The Bears bought the 326-acre Arlington International Racecourse site.
Photo by Stacy Revere/Getty Images
The Bears have submitted paperwork with the Village of Arlington Heights to begin the demolition of Arlington International Racecourse, a team official confirmed late Wednesday.
If the permit is approved, it would signal the official end of what was once the jewel of the Chicago area’s horse-racing community. It would not, however, guarantee the Bears will build a football stadium on the 326-acre property, the team official stressed. The Bears still want property-tax certainty and for someone else to pay for infrastructure that surrounds the site, which will include hotels, restaurants and shops. The Bears have said they will not seek taxpayer money to fund the stadium itself.
Demolition won’t be immediately obvious if the permit is approved. Workers would gut the interior of the complex in the first phase before knocking down the exterior structure later.
First opened in 1927, the racetrack closed in September 2021. Four days later, the Bears — who were among those to bid on the Churchill Downs Inc. property — announced they had reached a purchase agreement for $197.2 million.

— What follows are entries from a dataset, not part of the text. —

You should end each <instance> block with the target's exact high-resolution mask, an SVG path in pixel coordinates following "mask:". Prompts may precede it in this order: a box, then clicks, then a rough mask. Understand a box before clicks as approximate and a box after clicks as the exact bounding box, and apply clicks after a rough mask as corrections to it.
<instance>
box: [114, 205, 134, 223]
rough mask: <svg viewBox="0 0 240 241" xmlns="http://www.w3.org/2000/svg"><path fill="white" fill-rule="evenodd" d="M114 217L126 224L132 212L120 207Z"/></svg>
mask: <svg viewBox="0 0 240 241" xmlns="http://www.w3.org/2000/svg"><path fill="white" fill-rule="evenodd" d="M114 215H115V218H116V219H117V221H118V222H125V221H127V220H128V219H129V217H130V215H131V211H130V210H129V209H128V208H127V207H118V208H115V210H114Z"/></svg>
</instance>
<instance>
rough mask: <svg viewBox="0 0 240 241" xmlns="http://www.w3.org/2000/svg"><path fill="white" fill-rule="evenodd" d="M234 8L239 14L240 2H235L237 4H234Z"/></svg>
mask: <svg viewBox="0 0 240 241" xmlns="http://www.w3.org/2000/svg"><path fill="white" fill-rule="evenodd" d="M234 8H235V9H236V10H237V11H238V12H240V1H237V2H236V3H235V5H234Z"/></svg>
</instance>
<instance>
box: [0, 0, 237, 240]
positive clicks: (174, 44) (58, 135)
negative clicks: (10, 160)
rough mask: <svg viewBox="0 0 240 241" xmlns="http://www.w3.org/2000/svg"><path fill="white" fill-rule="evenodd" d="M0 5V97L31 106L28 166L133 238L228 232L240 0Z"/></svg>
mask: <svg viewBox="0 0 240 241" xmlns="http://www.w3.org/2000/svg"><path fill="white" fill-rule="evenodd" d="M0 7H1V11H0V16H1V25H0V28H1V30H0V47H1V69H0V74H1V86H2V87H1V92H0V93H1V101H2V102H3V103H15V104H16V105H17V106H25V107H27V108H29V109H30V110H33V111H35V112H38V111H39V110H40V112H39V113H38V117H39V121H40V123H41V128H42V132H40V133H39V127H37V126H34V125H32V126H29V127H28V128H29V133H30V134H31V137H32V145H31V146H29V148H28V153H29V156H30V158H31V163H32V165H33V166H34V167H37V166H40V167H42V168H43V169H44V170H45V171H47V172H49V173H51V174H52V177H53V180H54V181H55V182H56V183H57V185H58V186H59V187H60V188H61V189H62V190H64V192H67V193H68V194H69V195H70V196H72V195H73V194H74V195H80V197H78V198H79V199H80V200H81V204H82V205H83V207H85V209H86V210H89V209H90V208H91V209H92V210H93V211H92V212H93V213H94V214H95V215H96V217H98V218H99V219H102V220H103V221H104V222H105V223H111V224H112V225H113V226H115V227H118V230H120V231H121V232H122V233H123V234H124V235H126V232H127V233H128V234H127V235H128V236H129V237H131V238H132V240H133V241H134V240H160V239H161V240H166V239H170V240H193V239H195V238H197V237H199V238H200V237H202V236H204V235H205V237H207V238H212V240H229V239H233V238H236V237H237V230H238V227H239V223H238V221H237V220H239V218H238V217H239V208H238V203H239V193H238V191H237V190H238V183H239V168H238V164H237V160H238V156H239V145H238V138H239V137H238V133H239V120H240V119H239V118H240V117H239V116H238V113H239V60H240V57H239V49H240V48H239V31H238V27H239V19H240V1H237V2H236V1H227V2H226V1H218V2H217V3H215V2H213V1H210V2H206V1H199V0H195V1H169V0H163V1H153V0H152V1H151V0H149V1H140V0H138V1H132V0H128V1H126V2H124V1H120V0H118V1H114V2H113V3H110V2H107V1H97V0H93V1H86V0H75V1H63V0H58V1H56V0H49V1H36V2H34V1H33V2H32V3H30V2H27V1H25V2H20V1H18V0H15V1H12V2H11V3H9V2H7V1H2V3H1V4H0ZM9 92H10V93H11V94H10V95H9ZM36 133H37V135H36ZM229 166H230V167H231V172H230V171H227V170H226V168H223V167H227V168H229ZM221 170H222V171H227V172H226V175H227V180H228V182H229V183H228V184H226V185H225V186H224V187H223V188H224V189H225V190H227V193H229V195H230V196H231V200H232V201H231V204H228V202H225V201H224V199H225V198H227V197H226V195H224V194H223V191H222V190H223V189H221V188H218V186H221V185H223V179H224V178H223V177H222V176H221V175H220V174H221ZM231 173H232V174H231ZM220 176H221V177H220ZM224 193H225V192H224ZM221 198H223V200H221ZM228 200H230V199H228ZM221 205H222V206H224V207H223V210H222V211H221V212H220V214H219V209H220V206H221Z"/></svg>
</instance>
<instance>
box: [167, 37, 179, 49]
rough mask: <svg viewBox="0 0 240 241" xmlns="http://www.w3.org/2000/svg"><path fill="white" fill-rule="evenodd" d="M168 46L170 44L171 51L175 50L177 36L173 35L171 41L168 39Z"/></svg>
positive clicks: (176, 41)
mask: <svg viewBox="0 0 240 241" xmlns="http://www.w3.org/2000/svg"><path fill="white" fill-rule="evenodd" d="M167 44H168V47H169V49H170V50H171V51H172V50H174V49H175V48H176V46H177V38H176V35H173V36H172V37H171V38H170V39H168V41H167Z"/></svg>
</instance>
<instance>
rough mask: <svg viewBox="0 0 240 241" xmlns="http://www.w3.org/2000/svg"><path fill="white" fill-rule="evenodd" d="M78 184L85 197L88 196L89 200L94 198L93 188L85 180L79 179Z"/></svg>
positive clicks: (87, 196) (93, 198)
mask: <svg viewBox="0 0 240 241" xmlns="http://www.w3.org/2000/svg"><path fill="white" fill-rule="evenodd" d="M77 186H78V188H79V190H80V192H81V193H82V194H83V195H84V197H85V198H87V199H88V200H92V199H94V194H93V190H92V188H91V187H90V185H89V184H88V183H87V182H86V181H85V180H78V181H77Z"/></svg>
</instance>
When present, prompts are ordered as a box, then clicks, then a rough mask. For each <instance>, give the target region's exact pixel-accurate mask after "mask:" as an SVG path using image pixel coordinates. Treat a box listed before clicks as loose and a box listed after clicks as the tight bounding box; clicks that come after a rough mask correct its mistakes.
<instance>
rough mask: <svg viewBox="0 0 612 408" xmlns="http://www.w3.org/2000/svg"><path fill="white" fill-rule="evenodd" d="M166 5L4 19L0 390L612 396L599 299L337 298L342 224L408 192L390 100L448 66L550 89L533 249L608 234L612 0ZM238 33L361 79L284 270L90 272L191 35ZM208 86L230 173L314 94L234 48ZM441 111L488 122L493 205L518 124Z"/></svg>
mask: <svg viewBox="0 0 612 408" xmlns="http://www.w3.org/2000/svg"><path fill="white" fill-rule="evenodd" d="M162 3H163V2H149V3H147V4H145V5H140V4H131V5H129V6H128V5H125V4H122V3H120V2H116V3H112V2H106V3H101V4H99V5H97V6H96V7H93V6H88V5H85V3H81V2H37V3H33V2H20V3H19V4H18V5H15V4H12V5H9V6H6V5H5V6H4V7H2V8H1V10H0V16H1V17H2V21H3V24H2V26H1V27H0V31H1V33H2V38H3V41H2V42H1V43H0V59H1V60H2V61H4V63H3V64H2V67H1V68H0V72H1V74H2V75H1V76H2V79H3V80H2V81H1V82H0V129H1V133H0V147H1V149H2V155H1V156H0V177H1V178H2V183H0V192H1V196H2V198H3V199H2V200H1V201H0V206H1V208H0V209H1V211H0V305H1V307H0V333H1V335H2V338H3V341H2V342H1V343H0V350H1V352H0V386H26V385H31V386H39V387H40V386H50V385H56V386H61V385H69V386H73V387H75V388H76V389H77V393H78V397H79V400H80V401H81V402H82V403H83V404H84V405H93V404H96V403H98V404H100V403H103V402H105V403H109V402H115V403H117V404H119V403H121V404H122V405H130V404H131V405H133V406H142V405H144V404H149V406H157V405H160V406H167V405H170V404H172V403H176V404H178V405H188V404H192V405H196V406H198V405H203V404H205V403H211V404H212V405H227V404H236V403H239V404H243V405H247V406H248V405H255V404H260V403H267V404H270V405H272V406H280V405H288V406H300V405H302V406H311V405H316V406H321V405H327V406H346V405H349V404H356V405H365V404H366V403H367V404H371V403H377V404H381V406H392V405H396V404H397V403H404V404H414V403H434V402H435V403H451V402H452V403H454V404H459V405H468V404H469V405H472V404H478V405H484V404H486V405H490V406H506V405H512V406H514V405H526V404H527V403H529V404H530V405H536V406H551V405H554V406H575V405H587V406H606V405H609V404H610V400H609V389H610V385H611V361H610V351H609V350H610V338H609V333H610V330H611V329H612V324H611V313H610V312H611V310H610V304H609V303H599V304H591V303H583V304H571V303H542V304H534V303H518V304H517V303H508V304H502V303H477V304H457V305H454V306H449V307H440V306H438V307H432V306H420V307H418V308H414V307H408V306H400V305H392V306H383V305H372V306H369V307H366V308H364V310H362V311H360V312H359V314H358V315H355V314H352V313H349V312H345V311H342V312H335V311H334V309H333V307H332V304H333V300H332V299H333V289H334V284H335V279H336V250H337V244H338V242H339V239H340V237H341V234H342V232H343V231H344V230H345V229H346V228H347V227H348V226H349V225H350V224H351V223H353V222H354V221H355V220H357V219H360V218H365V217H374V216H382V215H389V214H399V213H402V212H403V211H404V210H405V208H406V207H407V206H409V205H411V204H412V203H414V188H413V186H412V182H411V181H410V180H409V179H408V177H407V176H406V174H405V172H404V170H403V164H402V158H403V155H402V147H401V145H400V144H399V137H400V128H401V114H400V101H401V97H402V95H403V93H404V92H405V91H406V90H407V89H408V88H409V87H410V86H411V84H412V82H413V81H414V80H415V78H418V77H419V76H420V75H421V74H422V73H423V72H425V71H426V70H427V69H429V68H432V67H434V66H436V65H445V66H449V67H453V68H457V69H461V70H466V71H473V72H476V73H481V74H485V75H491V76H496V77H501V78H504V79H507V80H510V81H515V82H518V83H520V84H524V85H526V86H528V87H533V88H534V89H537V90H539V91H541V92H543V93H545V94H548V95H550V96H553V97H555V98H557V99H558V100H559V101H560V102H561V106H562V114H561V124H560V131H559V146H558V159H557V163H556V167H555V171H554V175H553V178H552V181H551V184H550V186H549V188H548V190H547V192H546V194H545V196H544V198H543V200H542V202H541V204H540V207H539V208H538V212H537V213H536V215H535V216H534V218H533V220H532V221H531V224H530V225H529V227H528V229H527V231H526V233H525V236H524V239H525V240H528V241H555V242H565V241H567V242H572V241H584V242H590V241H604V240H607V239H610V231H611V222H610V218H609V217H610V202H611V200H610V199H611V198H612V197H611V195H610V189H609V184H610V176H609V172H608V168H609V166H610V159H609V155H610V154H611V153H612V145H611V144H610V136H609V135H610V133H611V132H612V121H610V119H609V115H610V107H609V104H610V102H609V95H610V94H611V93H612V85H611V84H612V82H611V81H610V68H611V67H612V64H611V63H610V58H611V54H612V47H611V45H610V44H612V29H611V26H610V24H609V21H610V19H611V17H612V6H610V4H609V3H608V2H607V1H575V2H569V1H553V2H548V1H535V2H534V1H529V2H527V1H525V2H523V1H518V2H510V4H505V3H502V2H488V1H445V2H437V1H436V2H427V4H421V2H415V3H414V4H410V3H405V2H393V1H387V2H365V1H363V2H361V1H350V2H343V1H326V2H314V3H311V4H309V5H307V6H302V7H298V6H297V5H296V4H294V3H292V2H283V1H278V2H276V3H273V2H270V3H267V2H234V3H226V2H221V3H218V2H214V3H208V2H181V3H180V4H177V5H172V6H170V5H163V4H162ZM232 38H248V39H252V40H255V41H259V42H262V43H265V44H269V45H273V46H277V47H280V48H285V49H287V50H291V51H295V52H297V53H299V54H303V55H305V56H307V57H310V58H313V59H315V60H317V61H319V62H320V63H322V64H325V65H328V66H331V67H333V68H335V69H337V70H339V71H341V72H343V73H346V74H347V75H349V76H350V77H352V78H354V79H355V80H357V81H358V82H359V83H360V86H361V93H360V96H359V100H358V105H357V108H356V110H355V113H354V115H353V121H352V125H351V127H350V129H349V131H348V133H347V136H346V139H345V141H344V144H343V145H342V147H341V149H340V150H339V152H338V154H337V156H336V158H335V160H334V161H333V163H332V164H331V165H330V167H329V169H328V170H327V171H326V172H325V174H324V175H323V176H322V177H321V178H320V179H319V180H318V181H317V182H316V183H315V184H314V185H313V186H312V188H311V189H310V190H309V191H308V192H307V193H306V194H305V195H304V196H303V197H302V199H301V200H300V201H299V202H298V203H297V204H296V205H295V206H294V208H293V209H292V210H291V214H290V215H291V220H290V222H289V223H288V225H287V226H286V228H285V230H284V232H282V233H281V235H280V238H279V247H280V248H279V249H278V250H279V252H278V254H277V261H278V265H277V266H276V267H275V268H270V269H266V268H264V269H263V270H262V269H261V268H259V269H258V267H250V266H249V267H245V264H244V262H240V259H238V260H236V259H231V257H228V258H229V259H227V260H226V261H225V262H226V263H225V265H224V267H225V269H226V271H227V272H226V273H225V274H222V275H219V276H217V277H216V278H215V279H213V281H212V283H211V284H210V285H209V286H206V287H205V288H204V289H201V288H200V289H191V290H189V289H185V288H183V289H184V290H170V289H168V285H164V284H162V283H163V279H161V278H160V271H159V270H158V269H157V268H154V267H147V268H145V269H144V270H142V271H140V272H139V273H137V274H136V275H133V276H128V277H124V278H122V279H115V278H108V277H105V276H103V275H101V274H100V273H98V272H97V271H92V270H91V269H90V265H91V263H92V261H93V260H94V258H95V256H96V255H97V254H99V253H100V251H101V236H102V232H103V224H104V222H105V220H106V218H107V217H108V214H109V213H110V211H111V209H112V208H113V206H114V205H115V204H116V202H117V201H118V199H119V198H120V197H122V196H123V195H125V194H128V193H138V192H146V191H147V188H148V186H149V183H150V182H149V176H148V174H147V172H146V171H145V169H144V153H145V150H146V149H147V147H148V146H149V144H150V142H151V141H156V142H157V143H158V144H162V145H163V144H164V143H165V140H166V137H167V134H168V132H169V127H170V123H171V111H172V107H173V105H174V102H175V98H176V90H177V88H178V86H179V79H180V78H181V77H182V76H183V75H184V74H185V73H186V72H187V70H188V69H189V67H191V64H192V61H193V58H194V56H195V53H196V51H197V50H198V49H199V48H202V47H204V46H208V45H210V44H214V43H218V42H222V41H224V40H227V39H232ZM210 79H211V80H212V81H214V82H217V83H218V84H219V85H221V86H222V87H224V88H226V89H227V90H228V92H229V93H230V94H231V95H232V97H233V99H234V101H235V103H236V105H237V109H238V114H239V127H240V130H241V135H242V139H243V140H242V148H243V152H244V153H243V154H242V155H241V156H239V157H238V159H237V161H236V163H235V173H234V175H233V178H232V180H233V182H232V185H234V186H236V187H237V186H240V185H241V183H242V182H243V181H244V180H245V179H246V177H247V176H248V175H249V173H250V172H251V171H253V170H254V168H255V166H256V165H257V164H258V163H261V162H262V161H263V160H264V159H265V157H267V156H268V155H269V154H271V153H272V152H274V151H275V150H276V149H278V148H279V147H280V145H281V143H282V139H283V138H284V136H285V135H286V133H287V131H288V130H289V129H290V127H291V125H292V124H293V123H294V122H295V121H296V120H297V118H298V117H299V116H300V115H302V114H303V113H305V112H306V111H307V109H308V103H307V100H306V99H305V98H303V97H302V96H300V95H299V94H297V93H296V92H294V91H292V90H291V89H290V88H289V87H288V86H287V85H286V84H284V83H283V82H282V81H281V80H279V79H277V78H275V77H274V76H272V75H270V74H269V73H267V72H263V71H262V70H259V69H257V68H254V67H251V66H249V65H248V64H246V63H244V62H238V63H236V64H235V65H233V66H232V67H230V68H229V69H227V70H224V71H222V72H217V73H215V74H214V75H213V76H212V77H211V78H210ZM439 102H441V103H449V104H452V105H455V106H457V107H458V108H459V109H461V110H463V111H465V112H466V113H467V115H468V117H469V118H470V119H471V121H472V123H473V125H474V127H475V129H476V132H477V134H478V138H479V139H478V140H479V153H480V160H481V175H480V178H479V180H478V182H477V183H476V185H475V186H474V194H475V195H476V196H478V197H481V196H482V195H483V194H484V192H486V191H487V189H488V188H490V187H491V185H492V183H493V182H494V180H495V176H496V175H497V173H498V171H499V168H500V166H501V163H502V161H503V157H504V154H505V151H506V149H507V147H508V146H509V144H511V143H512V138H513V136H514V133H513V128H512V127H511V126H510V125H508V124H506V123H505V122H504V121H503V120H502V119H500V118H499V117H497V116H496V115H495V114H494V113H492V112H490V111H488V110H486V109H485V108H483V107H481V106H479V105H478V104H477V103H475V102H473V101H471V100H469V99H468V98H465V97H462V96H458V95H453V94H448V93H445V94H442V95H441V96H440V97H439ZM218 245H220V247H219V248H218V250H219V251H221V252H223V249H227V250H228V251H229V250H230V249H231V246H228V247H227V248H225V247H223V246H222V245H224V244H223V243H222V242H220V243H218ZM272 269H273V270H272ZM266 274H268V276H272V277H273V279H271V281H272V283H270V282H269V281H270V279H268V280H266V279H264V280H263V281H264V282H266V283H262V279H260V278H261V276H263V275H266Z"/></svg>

The Bears closed on the property in February, just weeks after they announced the hiring of president/CEO Kevin Warren. As a member of the Vikings’ front office, Warren shepherded into being U.S. Bank Stadium, long considered one of the best stadiums in the league by Bears brass.
The Bears have played in Soldier Field since 1971 and have a lease that runs through 2033. They could pay to break it earlier.
In March, Warren and chairman George McCaskey downplayed the likelihood of staying on the lakefront but stressed there was much work left to do in Arlington Heights. McCaskey used football terminology to describe the timeline.
‘‘We haven’t really kicked off the ball yet,’’ he said.